OPEN CALL:
Looking for artists who want to do a performative work in the north of Groningen, reacting and/or interacting with the direct surroundings on the chosen spot.

On the 28th of August there will be a collective wandering in the north of Groningen. The walk starts at the Bierumer School, an artist space in Bierum. Bierum is on of the oldest villages in Groningen where around 800 people live. From Bierum the walk goes to the beach, over the dike to Nieuwstad, a village of around 10 houses. From Nieuwstad through the fields back to Bierum. This is around 7 kilometers. You decide where you would like to be, you can also be moving around.

We are looking for artists who are interested in working with these surroundings, reacting to what is there, the nature and/or the people and the wandering.

The concept of this collective wandering is based on psychogeography, a term by Guy Debord from the Situationists, which is about looking without any preconceptions. It is as well based on the idea of the enchantment of our surroundings by encountering unexpected situations, which are creating new perspectives and memories. By wandering and not exactly knowing what to look for and where to go, your way of seeing, moving and listening will change.

You or your work will have to be present all day, as people are wandering around and can encounter it anytime. We are looking for ideas that play with and react to the wandering and the place and create a pinch of enchantment. The five villages are all very small and in the countryside, between them there is a lot of open space and land. You will decide the spot where you would like to be.

We are very excited to hear your ideas. Please send them in to vrijplaatsvoorverbeelding@gmail.com before the 12th of July. If you have any questions don’t hesitate to send us an email. There will be compensation for your time and travelling costs.

CONCEPT:
With the Collective Wandering we want to create a re-enchantment the Groningen landscape within the framework of psychogeography as developed by Guy Debord. Psychogeography looks at breaking through the existing landscape concepts (which largely determine how we interact with this landscape) and reforming them. A well-known literary work on the subject (written before the development of the term itself) is Daniel Defoe's The Journal of The Plague Year, in which the protagonist takes a walk through plague-stricken London and his usual impressions and ideas are completely turned upside down. This creates a completely different kind of emotional London, while broadly speaking the underlying architecture has not changed. It is important that the psychogeographer in question walks through the landscape without a preconceived goal and without preconceived concepts of what is to be encountered. This ensures that the familialized landscape generates a renewed and renewed sense of place. The collective wandering is a day in which the psychogeographers must independently search for the performances. This only gives a rough indication of where something can be found.

Also part of this framework is Max Weber's theory about the 'disenchantment' of Western society. Since the Enlightenment in the 18th century (with roots going back to the late Middle Ages and the Renaissance), there has been an ever-growing rationalization of society, with science as the foundation for culture and society. This results in a devaluation of religion and magical thinking. However, there is debate whether this analysis by Weber is valid and whether it is not purely a devaluation of only mainstream religious and magical thinking (think of the popularity of magical secret societies in the late 19th and early 20th centuries and the popularity of elements in popular culture that are essentially mythological). There is also a movement that talks about re-enchanting Western society and a growing need in Western people to have a magical view in addition to a rational view of the environment, assuming that both views are not mutually exclusive.

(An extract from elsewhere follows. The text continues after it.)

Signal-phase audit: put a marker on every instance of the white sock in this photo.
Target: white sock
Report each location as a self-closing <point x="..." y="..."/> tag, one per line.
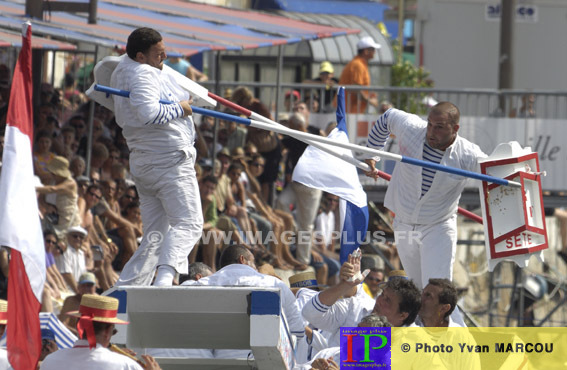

The Collective Wandering aims to perform a re-enchantment of the Groningen landscape through the use of a form of psychogeographical technique. We introduce elements within the landscape that are alienating and the performances offer new perspectives, experiences and memories of places. This breaks through the way people usually view the surrounding landscape and forces the participant to make different associations and feelings. It breaks the banality of your everyday environment and feeds it with a form of magical thinking that re-creates meaning and value. The landscape is no longer a background for the performative life, but an essential part and must therefore be approached in a certain way.